ArtSeen
Scott Benzel: Mindless Pleasures
On View
BEL AMIMindless Pleasures
August 1 – September 26, 2020
Los Angeles

At the end of the 19th century, the mathematician and polymath Henri Poincaré observed that though the route taken by (for example) a casino's roulette ball might seem haphazard, it is actually determined, and its flight can be fathomed if we know its initial position and the physical laws to which it submits. This data helps divine the “butterfly effects” that the roulette ball will be buffeted by, but without that information, the ball's unfolding trajectory looks shambolic. Poincaré's revelation seeded contemporary chaos theory, and, as it happens, proves deeply instructive a century later, when infectious disease modelers engage it to predict COVID-19 outcomes.
Scott Benzel's new show at LA's Bel Ami gallery, Mindless Pleasures, gives viewers an important opportunity to contemplate the mysteries of deterministic chaos during this period of human history. In a tour de force that makes specific reference to Poincaré, other chaos theorists such as Edward Lorenz, and artists like Lee Lozano, Benzel assembles a wunderkabinett of games of chance, oscilloscopes, divinatory objects, and gelatin silver prints of Vegas hotspots. The resulting effect makes Bel Ami's white cube resemble a gambling den designed by a mad scientist bent on solving the problem of cosmic mayhem. In California Split/La Fourchette du Cavalier (2020), Benzel, who hails from Las Vegas, creates an assemblage made out of an oscilloscope (a sort of TV set that displays patterns created by electric currents) reflecting a beautiful blue light show. This spectacle is produced via circuits set to Lorenz’s famous “owl face” equation, a piece of mathematical ingenuity whose intricacy escapes this reviewer but that somehow expresses the chaos created by spontaneous breakdowns that occur in the physical world.

In Hybrid Monte Carlo (2020), Benzel offers us an honest-to-god roulette wheel. It comes complete with a little ball that you can throw while being tutored in the higher implications of roulette by Bel Ami's erudite director and co-curator Lee Foley. The wheel is plugged into another series of oscilloscopes, which are each pegged to different mathematical equations devised by the likes of Lorenz, et al. The ball tick-tack-ticks through the wheel's frets, and its impacts are fed through the equations, making kinetic blue portraits appear on the oscilloscopes’ screens. The player watches this strange art while feeling that the enterprise is “totally random” but at the same time follows some inchoate code.

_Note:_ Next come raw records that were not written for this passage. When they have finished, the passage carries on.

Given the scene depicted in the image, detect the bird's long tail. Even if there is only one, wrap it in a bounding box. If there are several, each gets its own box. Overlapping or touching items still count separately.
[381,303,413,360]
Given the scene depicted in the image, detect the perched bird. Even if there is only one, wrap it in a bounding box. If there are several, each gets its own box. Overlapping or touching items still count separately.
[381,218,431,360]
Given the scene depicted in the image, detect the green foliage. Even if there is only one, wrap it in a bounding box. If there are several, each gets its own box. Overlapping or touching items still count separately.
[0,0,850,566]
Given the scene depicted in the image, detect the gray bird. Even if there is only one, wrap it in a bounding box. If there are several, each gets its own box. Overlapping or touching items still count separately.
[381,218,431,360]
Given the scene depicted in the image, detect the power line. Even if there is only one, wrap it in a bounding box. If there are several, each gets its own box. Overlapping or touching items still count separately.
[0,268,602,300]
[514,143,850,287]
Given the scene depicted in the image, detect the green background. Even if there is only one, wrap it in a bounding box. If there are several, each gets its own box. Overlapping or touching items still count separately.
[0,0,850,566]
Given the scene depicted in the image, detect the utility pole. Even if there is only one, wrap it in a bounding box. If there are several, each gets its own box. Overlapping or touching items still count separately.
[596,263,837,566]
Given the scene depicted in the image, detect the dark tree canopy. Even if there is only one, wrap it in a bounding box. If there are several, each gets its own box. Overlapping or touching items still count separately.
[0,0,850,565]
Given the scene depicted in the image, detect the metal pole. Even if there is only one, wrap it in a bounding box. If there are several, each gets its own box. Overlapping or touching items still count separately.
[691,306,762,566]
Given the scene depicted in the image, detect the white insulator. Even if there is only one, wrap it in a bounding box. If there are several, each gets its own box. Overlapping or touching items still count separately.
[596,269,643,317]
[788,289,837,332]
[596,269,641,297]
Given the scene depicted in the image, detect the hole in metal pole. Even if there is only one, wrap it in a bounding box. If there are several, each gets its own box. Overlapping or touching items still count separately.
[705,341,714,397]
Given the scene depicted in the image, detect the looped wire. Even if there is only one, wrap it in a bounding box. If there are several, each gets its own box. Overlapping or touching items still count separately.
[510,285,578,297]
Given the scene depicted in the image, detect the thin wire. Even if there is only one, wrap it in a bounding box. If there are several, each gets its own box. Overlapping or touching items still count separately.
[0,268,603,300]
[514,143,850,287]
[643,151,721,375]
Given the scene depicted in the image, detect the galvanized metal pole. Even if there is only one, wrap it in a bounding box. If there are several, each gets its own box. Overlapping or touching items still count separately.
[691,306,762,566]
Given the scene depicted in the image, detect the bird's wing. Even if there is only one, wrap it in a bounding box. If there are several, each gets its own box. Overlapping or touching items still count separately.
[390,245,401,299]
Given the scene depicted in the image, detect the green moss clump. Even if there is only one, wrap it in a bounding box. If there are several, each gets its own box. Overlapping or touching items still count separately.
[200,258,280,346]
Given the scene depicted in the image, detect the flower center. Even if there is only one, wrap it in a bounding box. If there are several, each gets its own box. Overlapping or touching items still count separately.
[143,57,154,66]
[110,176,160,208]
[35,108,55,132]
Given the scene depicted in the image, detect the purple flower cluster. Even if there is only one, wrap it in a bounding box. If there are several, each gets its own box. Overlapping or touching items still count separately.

A more straightforward engagement is had with a viewing of three silver gelatin prints that Benzel took at Vegas's lavish Luxor casino while out carousing with his friends. Luxor, Las Vegas (2020) shows three flashes of light ascending over an illuminated outline of the Luxor's copycat Pyramids of Giza architecture. The picture resembles both an outtake from Close Encounters of The Third Kind (1977) as well as an abstract illustration of the “three body problem” (the quandary of figuring out the flight paths of three or more celestial bodies that yield to Newton’s laws of motion and gravity), but can also be read as a cool image of flash bulbs glittering like stars in a darkened parking lot. Pylon (2020) is a snapshot of an ancient-looking temple that is actually a crassly modern mock-up of Egyptian relics that forms part of the Luxor's superfaux decor, and this image, along with Luxor, Las Vegas, leaves an aftertaste of apprehension about the deeper meanings of chaos in the context of American imperialism.

Deepening this angst is Mindless Pleasures (‘Shuffled my mind, came up with a better hand’) (2020). This work’s title comes from a saying by artist-recusant Lee Lozano, who famously exited the art world for complex reasons that included her desire to destroy what she called “emotional habits.” Mindless Pleasures is a long, thin shelf covered with tiny objects that aid in divination in Roman, West African, Greek, and Aztec cultures—lucky hand roots (which appear to be falsely attributed to African-American spiritual and speculative traditions), a Janus head coin, cowrie shells, mandrake root, and a piece of obsidian. Benzel's turn to augury speaks to the feelings of powerlessness we experience during tumultuous changes of fortune, an anxiety expressed most recently by infection control expert Dr. Kent Sepkowitz, who called President Trump’s decision to shift certain aspects of COVID-19 data collection from the CDC to the Department of Health and Human Services an effort to sow “chaos for its own sake.” Benzel's show, with its difficult theories about the patterns that underlie pandemonium, makes us think about chaos that seems random but is determined, and is not just a theory, but also emerges from power and practice.